Magazine of the Future
In the wake of demo-saturated sponsor week, I decided, despite my
lack of any screen charm, that I would post a link to my part in a
series of videos the group shot in exploring some opportunities for
the future of the magazine. In the span of about twenty-four hours, I
scrambled to assemble a demo that would allow publicly posted paper
products to serve as a gateway to digital content and participation.

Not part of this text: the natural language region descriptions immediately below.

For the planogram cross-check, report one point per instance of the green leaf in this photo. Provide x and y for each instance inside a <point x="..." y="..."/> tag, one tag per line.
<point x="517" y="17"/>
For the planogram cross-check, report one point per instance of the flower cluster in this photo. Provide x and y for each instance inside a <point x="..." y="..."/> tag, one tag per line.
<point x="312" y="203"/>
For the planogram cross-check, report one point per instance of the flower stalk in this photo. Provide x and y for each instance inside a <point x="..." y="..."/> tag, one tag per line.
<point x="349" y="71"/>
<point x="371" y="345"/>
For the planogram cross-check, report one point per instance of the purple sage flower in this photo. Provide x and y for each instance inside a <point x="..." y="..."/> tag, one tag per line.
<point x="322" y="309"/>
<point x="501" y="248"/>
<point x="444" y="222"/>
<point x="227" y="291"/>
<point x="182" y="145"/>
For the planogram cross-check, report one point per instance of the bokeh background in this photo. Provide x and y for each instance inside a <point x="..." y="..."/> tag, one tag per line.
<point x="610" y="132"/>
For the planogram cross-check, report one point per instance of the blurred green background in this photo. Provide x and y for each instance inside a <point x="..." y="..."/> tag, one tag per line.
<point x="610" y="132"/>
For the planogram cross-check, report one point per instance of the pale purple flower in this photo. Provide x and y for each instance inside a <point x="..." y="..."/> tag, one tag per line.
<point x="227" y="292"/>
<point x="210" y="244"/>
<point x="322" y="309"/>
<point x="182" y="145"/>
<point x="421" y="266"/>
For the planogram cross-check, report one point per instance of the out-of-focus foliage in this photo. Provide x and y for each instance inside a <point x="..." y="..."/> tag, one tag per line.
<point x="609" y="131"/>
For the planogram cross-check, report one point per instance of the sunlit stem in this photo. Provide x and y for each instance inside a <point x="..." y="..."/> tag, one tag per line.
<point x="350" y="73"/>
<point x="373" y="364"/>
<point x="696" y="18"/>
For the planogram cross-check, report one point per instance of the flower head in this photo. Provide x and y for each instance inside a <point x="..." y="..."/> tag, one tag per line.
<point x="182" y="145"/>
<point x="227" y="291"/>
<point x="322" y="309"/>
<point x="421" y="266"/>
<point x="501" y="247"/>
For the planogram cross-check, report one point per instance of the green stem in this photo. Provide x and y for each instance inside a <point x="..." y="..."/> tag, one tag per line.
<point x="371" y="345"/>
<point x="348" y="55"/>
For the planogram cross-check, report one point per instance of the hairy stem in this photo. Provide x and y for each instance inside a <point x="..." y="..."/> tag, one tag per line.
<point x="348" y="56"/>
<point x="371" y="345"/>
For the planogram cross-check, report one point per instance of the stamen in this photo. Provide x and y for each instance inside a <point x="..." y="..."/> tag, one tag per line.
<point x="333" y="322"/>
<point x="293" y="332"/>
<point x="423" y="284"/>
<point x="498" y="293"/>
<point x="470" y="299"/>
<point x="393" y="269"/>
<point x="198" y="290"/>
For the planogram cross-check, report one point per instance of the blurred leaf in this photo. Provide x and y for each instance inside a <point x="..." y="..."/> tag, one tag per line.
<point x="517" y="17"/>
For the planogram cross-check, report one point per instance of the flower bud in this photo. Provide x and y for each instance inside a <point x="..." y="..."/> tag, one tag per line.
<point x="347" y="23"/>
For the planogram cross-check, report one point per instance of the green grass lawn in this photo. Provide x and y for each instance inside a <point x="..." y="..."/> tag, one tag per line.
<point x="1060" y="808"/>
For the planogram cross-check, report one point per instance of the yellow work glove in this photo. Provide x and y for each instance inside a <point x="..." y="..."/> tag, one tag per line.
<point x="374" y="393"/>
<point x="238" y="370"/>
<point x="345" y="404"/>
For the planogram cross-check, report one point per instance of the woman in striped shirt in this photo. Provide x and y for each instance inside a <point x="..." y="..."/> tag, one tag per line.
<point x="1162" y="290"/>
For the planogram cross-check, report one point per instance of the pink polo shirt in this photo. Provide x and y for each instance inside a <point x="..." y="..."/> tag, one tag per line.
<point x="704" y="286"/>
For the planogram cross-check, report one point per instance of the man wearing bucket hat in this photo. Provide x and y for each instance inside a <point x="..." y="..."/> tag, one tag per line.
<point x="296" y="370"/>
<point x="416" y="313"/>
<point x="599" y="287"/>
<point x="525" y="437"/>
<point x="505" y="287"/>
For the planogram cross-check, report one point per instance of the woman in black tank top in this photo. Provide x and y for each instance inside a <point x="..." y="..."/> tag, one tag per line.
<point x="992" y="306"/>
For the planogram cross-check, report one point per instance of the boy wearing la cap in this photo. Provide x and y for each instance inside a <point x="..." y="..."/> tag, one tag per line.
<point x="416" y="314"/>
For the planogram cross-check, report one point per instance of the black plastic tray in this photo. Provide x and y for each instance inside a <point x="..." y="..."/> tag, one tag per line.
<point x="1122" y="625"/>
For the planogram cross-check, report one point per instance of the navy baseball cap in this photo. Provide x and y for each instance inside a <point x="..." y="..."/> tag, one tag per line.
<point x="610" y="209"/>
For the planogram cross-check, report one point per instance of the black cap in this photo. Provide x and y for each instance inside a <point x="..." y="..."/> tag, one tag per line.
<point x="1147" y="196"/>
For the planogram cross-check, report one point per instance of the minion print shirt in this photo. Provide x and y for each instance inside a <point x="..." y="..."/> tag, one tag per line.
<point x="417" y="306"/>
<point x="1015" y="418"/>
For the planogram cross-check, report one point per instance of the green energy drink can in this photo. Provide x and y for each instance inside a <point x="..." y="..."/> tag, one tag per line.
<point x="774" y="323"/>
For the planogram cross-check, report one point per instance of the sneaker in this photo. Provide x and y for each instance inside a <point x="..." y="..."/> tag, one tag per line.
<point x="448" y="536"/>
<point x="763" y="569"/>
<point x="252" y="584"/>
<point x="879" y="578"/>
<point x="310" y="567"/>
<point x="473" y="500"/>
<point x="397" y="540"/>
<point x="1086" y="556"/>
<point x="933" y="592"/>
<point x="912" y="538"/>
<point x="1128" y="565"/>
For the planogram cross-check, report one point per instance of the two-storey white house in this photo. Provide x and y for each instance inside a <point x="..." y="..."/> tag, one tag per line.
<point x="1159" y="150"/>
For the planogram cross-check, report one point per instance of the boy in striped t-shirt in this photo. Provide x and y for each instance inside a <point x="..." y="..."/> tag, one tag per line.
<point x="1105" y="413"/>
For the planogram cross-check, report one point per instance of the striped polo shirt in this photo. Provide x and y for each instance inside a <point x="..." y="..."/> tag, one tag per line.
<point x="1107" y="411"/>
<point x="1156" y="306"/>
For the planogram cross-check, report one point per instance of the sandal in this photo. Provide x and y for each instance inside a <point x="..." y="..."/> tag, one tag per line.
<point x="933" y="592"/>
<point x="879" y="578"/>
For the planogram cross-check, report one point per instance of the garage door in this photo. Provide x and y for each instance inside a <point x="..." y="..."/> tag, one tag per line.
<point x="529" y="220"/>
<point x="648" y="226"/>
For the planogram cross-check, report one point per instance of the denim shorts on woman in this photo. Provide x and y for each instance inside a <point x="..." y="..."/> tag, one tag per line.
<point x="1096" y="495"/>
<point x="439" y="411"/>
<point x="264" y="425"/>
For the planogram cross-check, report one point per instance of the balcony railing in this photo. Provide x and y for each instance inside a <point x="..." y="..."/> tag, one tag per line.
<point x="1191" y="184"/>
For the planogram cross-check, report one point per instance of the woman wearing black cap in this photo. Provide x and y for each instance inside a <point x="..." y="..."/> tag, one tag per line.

The bridge in this demo is facilitated on one side by RFID
tags which
are attached to the public posters and on the other side by a PDA
with an onboard reader. Somehow at the last minute, the scenario of
torn pages was also introduced. I'm still trying to decide if there
is anything interesting there. Certainly, there is some historical
support for users tearing, redistributing, and remediating material
from magazines, but at the time, I was a little too tired to give
much thought to the scenario. I also tend to agree with Noah's
assessment of RFID as not being ideal for these scenarios. A method
of optical tagging, like that of barcode systems, would probably make
more sense, especially if the tags could be read by the camera phones
most of us are carrying in our pockets these days. Also, the
Bluetooth network stack that is becoming more common on phones seems
like an interesting mechanism for distributing content. For now,
though, the future of the magazine is merely food for thought as we
dive back into the Treehouse Studio and its underlying architecture.
I have a lot of cleaning up of the SMPL code base that was muddied
during the frantic kicking and flailing that makes up sponsor week.